St Johns Well, Sutton-on-the-Forest
According to The Legendary Lore of the Holy Wells of England by Robert Charles Hope (1893), ‘About a mile from the nunnery*, at the corner of the wood called St. John’s Wood, was formerly an ancient building, consisting of a small dome of stone and brick over a spring, well known in the neighbourhood as “St. John’s Well.” There is still discernible the remains of a causeway leading from the nunnery in the direction of this well. The water is reported to possess medicinal properties, and there is a large and convenient store cistern built on the east side, into which the water is admitted for the purpose of bathing. It was much resorted to in the days of superstition, and there are still the remains of stone steps for the more easy descent thereto. Near the mouth which admits the water into the bath is a large stone, called “the wishing stone,” and many a faithful kiss has this stone received from those who were supposed never to fail in experiencing the completion of their desires, provided the wish was delivered with full devotion and confidence.’
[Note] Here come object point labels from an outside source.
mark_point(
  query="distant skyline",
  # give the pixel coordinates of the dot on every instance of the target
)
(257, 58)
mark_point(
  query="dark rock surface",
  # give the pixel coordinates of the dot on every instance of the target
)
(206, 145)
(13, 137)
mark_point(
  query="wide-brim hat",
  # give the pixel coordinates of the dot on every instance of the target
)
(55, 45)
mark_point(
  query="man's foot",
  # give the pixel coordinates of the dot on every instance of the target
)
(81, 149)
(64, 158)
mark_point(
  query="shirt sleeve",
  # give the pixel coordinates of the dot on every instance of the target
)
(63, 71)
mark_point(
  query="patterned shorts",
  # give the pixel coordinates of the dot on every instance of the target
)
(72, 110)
And the following is extracted from Folklore of Scottish Lochs ad Springs (1893) by James Murray MacKinlay. ‘Pennant** tells of a cistern connected with St. John’s Well, near Moxley*** Nunnery, at one time much used for bathing. Near these, and below the Surface of the water, was a piece of rock called the Wishing S tone. Anyone who kissed this stone with firm belief in the efficacy of the charm would have his desire granted. In this case the power of securing the fulfilment of wishes went hand in hand with the power of curing diseases.’
This final quote is taken from A History of the County of York North Riding: Volume 2. (1923) ‘The remains of an old causeway lead from the site of the nunnery to a well in the north-east of the parish of Sutton-on-the-Forest called St. John’s Well. It was supposed to possess medicinal properties, and has the usual wishing stone.’
**Thomas Penant, A Tour in Scotland
***I think Hope and MacKinlay both referred to Moxby as Moxley.